4. In your application, authenticate your users with the IdP. The specifics of how to do this vary both according to which IdP you use (Login with Amazon, Facebook, or Google) and on which platform your app runs. For example, an Android app's method of authentication can differ from that of an iOS app or a JavaScript-based web app.

   Typically, if the user is not already signed in, the IdP takes care of displaying a sign-in page. After the IdP authenticates the user, the IdP returns an authentication token with information about the user to your app. The information included depends on what the IdP exposes and what information the user is willing to share. You can use this information in your app.

5. In your app, make an unsigned call to the AssumeRoleWithWebIdentity action to request temporary security credentials. In the request, you pass the IdP's authentication token and specify the Amazon Resource Name (ARN) for the IAM role that you created for that IdP. AWS verifies that the token is trusted and valid and if so, returns temporary security credentials to your app that have the permissions for the role that you name in the request. The response also includes metadata about the user from the IdP, such as the unique user ID that the IdP associates with the user.

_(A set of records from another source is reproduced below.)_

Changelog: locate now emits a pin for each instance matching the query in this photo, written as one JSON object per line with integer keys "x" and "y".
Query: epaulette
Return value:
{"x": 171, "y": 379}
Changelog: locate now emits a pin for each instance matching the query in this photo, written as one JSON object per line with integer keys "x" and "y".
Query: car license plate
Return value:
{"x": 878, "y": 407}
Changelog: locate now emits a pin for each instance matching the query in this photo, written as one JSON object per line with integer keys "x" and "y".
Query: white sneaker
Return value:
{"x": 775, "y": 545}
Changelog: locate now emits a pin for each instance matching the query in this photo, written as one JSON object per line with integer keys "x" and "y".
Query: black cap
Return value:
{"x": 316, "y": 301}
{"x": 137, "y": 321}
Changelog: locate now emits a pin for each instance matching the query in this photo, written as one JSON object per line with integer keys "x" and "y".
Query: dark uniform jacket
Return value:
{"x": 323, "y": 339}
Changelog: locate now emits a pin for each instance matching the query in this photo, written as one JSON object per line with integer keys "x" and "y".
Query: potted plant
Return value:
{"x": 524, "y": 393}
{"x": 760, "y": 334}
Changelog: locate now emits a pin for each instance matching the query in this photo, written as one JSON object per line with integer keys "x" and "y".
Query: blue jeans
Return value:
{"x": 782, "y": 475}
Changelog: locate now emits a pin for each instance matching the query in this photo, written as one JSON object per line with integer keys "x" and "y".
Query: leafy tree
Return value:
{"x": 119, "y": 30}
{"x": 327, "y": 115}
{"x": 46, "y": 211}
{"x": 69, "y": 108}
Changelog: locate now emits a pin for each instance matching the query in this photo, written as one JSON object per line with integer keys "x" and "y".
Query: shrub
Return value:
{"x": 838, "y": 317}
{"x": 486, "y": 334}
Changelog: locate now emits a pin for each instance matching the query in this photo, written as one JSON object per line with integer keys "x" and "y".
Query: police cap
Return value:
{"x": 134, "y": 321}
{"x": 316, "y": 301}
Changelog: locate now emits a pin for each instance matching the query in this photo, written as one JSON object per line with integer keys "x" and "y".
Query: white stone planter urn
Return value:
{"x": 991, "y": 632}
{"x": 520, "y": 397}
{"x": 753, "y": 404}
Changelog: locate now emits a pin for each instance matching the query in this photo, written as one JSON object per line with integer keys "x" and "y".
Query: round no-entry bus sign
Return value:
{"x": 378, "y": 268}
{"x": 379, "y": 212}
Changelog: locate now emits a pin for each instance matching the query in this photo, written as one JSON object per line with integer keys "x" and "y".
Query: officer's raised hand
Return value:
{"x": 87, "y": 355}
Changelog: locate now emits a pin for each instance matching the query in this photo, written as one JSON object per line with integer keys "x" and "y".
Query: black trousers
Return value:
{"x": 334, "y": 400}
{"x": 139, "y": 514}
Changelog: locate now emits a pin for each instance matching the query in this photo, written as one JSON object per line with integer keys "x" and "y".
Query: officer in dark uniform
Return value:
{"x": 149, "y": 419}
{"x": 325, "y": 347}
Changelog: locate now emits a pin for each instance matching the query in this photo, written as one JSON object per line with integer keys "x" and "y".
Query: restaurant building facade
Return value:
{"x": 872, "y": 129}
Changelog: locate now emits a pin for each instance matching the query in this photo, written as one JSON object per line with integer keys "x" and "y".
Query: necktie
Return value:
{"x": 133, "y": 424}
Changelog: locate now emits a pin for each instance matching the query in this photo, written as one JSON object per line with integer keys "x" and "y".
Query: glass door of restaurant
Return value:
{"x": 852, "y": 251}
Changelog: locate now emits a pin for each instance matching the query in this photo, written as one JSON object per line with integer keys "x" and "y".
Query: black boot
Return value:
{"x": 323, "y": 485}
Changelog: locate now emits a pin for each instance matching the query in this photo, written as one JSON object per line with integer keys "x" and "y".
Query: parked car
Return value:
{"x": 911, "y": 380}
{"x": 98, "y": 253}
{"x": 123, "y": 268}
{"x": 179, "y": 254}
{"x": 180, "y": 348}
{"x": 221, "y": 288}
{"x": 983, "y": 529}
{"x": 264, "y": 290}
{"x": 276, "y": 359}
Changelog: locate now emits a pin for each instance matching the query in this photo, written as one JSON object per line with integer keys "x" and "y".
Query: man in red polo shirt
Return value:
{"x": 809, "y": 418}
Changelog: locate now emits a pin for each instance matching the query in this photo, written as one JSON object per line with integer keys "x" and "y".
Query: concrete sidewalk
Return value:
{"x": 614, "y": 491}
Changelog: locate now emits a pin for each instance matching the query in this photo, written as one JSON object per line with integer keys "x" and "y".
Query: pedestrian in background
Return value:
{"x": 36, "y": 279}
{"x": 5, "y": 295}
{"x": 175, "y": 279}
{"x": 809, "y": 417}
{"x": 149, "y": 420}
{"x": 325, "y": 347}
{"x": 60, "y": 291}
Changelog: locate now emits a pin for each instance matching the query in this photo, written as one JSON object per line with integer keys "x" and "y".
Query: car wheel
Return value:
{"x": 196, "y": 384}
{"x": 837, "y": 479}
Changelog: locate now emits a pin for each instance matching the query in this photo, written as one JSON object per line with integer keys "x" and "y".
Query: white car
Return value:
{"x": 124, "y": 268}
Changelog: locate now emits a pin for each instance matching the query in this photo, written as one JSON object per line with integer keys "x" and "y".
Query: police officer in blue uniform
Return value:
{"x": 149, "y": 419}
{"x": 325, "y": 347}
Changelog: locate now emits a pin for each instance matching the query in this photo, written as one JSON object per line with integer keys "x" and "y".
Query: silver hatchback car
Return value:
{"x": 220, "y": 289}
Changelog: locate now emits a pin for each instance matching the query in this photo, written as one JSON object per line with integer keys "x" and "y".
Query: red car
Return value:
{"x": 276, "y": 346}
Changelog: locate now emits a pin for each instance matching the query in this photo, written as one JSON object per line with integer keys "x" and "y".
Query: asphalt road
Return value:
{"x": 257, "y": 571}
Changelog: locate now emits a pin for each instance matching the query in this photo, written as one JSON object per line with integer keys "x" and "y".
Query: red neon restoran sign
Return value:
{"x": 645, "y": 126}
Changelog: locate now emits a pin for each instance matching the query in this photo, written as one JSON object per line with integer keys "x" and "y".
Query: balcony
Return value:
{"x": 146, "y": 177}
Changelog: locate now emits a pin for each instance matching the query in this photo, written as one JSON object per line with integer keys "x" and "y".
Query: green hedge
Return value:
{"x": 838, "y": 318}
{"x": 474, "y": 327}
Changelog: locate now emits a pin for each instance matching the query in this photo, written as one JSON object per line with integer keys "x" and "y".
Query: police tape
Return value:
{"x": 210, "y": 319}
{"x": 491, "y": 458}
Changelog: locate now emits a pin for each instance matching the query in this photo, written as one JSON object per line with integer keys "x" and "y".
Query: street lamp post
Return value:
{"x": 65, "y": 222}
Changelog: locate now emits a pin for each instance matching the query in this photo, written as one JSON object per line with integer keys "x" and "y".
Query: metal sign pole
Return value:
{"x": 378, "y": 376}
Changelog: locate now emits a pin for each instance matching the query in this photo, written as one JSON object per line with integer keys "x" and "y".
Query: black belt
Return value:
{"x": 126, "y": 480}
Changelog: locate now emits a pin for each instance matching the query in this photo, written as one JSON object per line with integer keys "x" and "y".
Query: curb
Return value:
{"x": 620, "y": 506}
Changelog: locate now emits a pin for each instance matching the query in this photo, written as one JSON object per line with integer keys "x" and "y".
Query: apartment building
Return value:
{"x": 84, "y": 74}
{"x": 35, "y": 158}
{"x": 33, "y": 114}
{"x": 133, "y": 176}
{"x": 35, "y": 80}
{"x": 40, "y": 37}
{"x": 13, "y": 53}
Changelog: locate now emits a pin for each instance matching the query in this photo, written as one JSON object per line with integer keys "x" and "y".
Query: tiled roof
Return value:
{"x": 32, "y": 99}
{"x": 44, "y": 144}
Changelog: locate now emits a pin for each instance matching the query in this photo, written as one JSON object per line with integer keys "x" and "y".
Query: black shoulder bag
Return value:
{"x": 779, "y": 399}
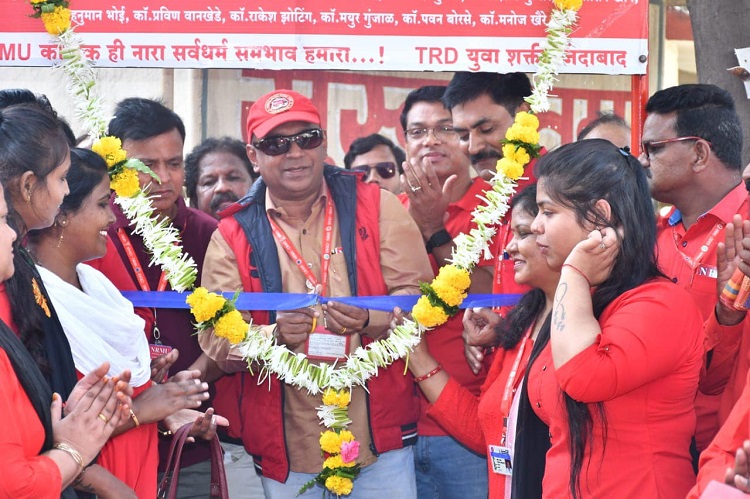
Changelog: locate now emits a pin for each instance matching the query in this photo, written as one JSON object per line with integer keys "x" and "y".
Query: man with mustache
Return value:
{"x": 692, "y": 151}
{"x": 440, "y": 195}
{"x": 155, "y": 134}
{"x": 484, "y": 106}
{"x": 217, "y": 174}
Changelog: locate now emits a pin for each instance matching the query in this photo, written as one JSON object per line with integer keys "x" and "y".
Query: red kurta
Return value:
{"x": 133, "y": 456}
{"x": 23, "y": 472}
{"x": 644, "y": 366}
{"x": 478, "y": 421}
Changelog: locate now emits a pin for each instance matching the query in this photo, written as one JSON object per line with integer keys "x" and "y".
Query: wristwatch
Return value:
{"x": 439, "y": 238}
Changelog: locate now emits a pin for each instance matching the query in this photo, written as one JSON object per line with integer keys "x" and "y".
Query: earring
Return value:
{"x": 62, "y": 224}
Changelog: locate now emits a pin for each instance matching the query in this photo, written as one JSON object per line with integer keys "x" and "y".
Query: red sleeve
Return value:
{"x": 719, "y": 455}
{"x": 457, "y": 410}
{"x": 24, "y": 472}
{"x": 647, "y": 333}
{"x": 724, "y": 344}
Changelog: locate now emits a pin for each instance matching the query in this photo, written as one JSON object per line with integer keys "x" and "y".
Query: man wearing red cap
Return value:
{"x": 273, "y": 241}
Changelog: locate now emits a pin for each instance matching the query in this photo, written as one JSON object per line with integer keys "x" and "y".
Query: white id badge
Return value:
{"x": 500, "y": 459}
{"x": 326, "y": 346}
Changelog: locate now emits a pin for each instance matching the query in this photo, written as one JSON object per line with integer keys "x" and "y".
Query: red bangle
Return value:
{"x": 430, "y": 374}
{"x": 577, "y": 271}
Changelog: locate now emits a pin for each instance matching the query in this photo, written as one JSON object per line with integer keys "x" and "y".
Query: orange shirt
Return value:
{"x": 24, "y": 472}
{"x": 644, "y": 367}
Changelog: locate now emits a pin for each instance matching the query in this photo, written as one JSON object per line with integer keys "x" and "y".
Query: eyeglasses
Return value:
{"x": 442, "y": 132}
{"x": 650, "y": 147}
{"x": 275, "y": 146}
{"x": 386, "y": 169}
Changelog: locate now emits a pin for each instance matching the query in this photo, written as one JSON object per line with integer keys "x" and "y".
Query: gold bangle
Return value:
{"x": 73, "y": 453}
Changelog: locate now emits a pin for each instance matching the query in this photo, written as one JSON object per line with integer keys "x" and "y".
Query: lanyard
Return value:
{"x": 136, "y": 264}
{"x": 296, "y": 256}
{"x": 510, "y": 385}
{"x": 693, "y": 262}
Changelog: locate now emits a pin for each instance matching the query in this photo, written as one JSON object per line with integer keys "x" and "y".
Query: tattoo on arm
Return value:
{"x": 558, "y": 312}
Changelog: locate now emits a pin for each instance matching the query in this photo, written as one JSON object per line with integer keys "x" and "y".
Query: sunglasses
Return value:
{"x": 280, "y": 144}
{"x": 386, "y": 169}
{"x": 650, "y": 147}
{"x": 444, "y": 133}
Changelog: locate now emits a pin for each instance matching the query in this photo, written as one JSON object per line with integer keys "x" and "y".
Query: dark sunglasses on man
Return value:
{"x": 386, "y": 169}
{"x": 280, "y": 144}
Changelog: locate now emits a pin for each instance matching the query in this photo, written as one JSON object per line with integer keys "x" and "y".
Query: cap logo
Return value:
{"x": 278, "y": 103}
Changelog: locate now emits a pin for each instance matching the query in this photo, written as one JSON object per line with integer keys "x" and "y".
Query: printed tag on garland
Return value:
{"x": 327, "y": 346}
{"x": 500, "y": 459}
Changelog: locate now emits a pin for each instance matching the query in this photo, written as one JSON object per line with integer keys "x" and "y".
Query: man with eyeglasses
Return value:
{"x": 692, "y": 152}
{"x": 440, "y": 194}
{"x": 379, "y": 159}
{"x": 155, "y": 134}
{"x": 310, "y": 227}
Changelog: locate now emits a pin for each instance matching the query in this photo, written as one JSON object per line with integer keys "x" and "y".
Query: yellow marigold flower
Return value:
{"x": 333, "y": 462}
{"x": 231, "y": 326}
{"x": 346, "y": 436}
{"x": 125, "y": 183}
{"x": 523, "y": 134}
{"x": 516, "y": 153}
{"x": 204, "y": 305}
{"x": 568, "y": 4}
{"x": 527, "y": 119}
{"x": 450, "y": 295}
{"x": 510, "y": 168}
{"x": 338, "y": 398}
{"x": 110, "y": 148}
{"x": 330, "y": 442}
{"x": 339, "y": 485}
{"x": 57, "y": 21}
{"x": 457, "y": 277}
{"x": 427, "y": 315}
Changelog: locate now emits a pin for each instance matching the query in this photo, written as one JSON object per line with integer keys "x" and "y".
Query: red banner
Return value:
{"x": 436, "y": 35}
{"x": 372, "y": 104}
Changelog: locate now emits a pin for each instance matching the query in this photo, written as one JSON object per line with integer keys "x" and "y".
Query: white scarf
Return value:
{"x": 100, "y": 324}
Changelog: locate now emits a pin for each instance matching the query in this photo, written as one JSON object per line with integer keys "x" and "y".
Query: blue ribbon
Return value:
{"x": 291, "y": 301}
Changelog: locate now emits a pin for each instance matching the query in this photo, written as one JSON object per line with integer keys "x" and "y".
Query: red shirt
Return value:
{"x": 24, "y": 472}
{"x": 446, "y": 342}
{"x": 644, "y": 367}
{"x": 505, "y": 277}
{"x": 720, "y": 453}
{"x": 478, "y": 421}
{"x": 676, "y": 248}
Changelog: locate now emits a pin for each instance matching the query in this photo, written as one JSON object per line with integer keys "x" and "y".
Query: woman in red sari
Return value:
{"x": 100, "y": 324}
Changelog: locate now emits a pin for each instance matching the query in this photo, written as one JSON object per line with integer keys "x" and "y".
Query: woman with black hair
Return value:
{"x": 100, "y": 324}
{"x": 40, "y": 453}
{"x": 617, "y": 382}
{"x": 487, "y": 424}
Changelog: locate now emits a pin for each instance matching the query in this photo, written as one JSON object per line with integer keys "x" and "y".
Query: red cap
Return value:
{"x": 279, "y": 107}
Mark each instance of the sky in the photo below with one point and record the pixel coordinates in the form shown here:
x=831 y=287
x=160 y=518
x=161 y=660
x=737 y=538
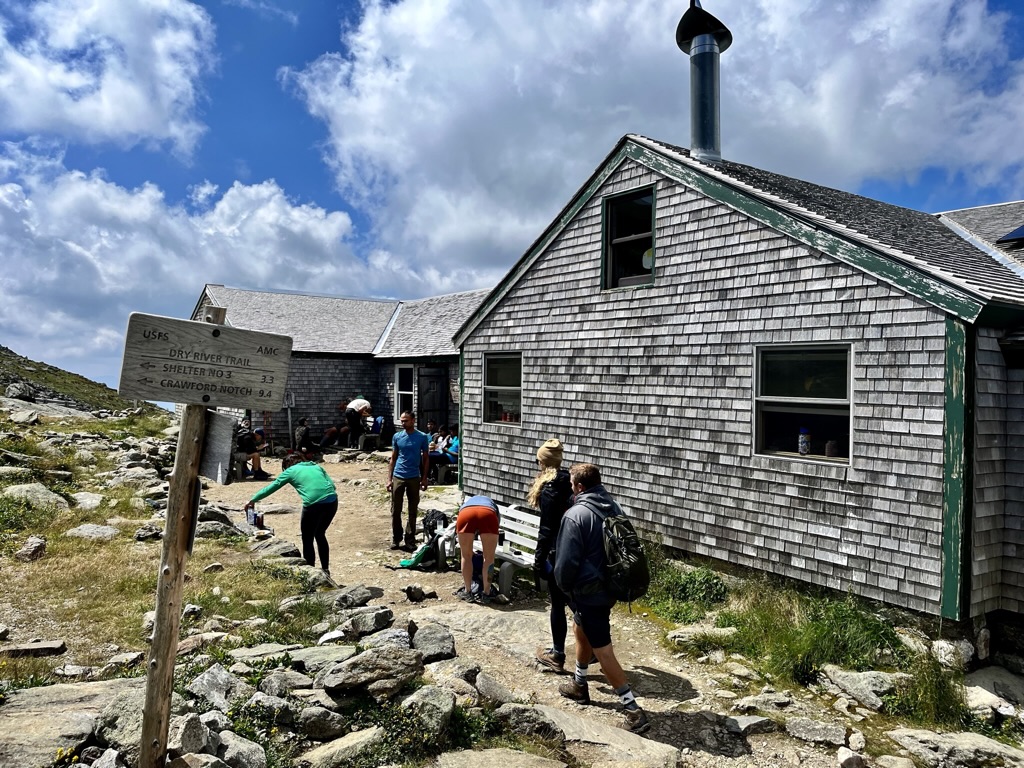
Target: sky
x=414 y=147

6. Using the temporary security credentials from the AssumeRoleWithWebIdentity response, your app makes signed requests to AWS API operations. The user ID information from the IdP can distinguish users in your app. For example, you can put objects into Amazon S3 folders that include the user ID as prefixes or suffixes. This lets you create access control policies that lock the folder so only the user with that ID can access it. For more information, see AWS STS federated user session principals.

7. Your app should cache the temporary security credentials so that you do not have to get new ones each time the app needs to make a request to AWS. By default, the credentials are good for one hour. When the credentials expire (or before then), you make another call to AssumeRoleWithWebIdentity to obtain a new set of temporary security credentials. Depending on the IdP and how they manage their tokens, you might have to refresh the IdP's token before you make a new call to AssumeRoleWithWebIdentity, since the IdP's tokens also usually expire after a fixed time. If you use the AWS SDK for iOS or the AWS SDK for Android, you can use the AmazonSTSCredentialsProvider action, which manages the IAM temporary credentials, including refreshing them as required.